Ce sont des questions dont les réponses m’ont percuté si violement que j’ai rejeté tout le système. Quand un accessoire me plait dans une vitrine, s’il est associé à un nom de grosse chaine et si l’étiquette indique « made in china/blangadesh » avec des matières « 100% polyester », je grimace et le dégoût me fait vite passer l’attrait que j’ai eu au premier abord. Car le « toujours » moins cher à un prix. Tous nos vêtements sont fait à la main. Il faut arrêter de se leurrer et de penser que des machines peuvent coudre sans l’aide d’un humain. Le « Toujours moins cher » peut se résumer ainsi : des gens mal payés, travaillant dans des conditions horribles, des animaux maltraités, la nature saccagée, des items en surproduction (dans les usines, les boutiques dans nos placards…) qui finissent à la poubelle et à cause des matières premières « bas de gamme » utilisées pour limiter les coûts de production, non-biodégradable. Au niveau économique, les consommateurs deviennent les esclaves des marketters, qui ont bien réussi à nous faire croire qu’il faut acheter pour être heureux, changer de tenues tous les jours pour être beaux, avoir le dernier gadget à la mode pour être respecté. Et nos petits artisans locaux se meurent, des traditions se perdent, tout ça pour un profit financier dont nous ne tirons, à notre humble échelle, aucun avantage. Au contraire ! Nous nous appauvrissons. Nous ne sommes pas plus épanouis.

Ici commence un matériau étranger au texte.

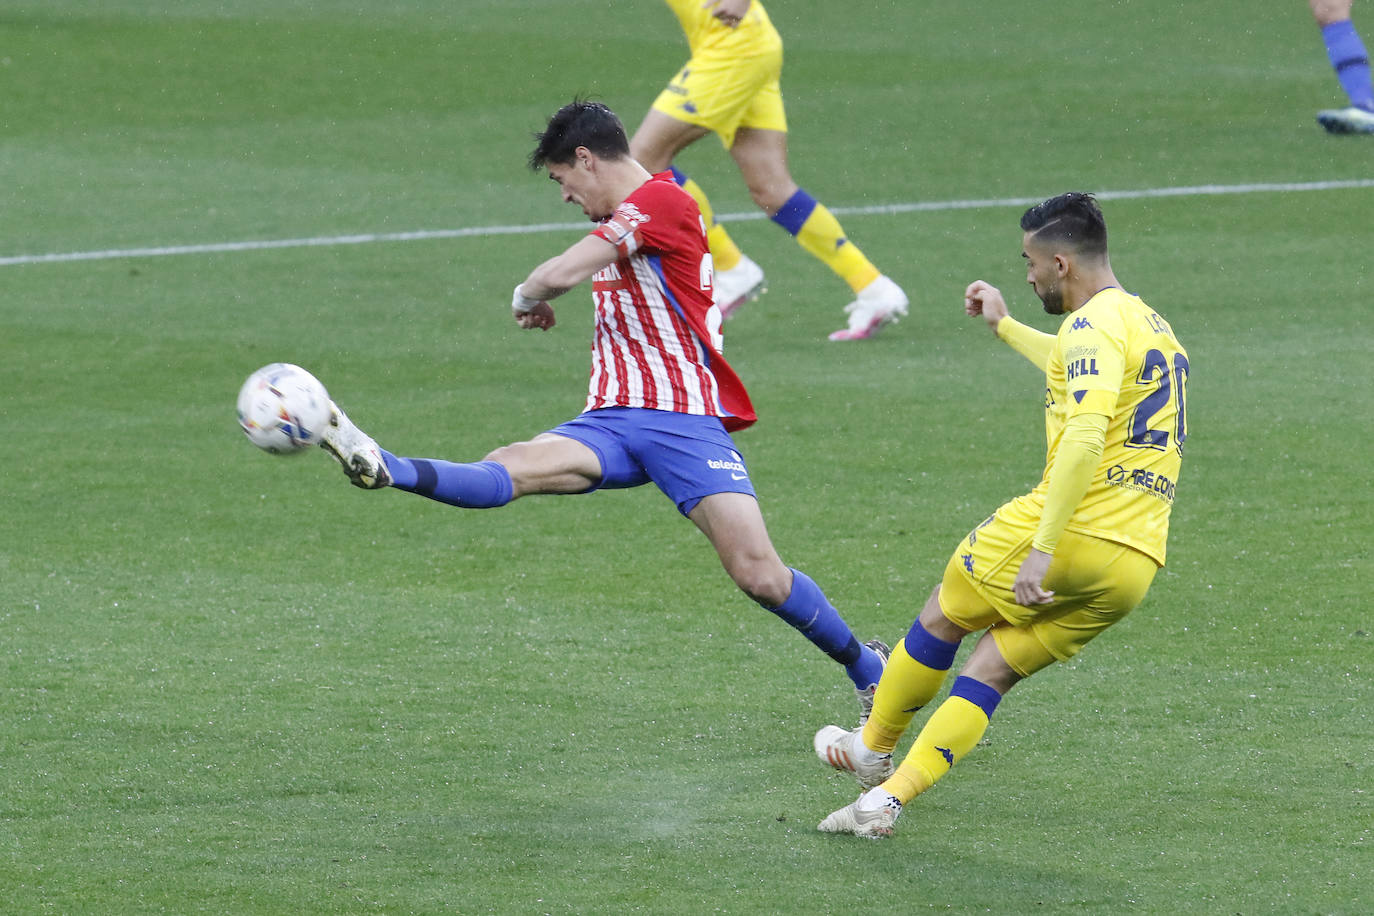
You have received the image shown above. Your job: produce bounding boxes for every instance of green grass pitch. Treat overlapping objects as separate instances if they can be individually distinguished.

Pourquoi acheter plusieurs paires de chaussures par ans à 50€ chaque pour qu’elles finissent toutes à la benne en moins d’un an, alors qu’en investissant dans UNE seule paire de qualité celle-ci pour faire 10 ans ! Préfériez-vous perdre 300€ par an en « chaussures jetables » ou 300€ une seule fois et être chaussé pour 10 ans ? Cela vous ferait-il vraiment perdre votre classe, votre style ? Je ne pense pas. Pour finir, je vous conseille vivement de visionner ce documentaire « the true cost », disponible sur netflix ; d’arpenter ce site : (lien) afin de vous faire votre opinion. Mais je reviendrais bien vite sur ce sujet, en prenant le temps de vous présenter certaines marques et artisans que j’affectionne et dont je suis heureuse d’avoir investi mon argent ces derniers temps. J’ai investi pour mieux y gagner.

Bon shopping !
BREAKFAST AT TIFFANY'S, Audrey Hepburn, 1961

BREAKFAST AT TIFFANY’S, Audrey Hepburn, 1961

 

COMMENTS

  • elisabeth
    Sep 27th, 2016 - 6:53

    Tout est dit dans cet article! Il est plus que temps de revoir tout ce système de consommation, ces produits jetables sont une catastrophe pour la planète . La plupart des gens ne se posent pas de questions et la pub se charge bien d’embobiner un maximum de gens pour qu’ils achètent tout et n’importe quoi. Il y a tellement d’avantages à consommer vintage: dépenser 30€ dans une friperie c’est soutenir un petit commerçant au lieu d’enrichir un actionnaire d’H&M, acheter un sac à main en simili cuir increvable des années 60 au lieu d’un moderne qui ne durera que 3 mois, éviter la pollution en achetant des produits qui sont là depuis des années et qui sont en bon état. De plus , certaines pièces vintage sont abordables donc on peut se permettre d’en acheter autant que des vêtements neufs, évidemment tout dépend de l’époque que l’on cherche, perso j’arrive à trouver des vêtements années 70 pour moins de 20€. Et puis il faut vraiment qu’on ralentisse le rythme et être patient, pourquoi toujours vouloir les choses rapidement? pour pouvoir jeter plus vite, c’est absurde. En tout cas c’est une bonne chose que le vintage ait pris autant d’importance dans la société aujourd’hui même s’il y a encore du chemin à faire, c’est bien qu’il y ait des personnes qui s’y mettent ou qui sont déjà dedans depuis un moment. Bravo pour cet article!!!

  • Fred
    Oct 13th, 2016 - 7:00

    Bravo pour cet article, je milite également pour l’achat aux petit commerçants!!!

  • Nella Fragola
    Jan 16th, 2017 - 7:52

    C’est mon « petit » combat quotidien !

  • Nella Fragola
    Jan 16th, 2017 - 7:54

    Ca fait chaud au coeur et ça redonne beaucoup d’espoir en l’humanité de lire ton commentaire. C’est la preuve que l’on est plusieurs à vouloir changer les choses et à s’y mettre ! Je suis tellement d’accord avec toi, il faut prendre le temps, arrêter de courir… Merci pour ton commentaire !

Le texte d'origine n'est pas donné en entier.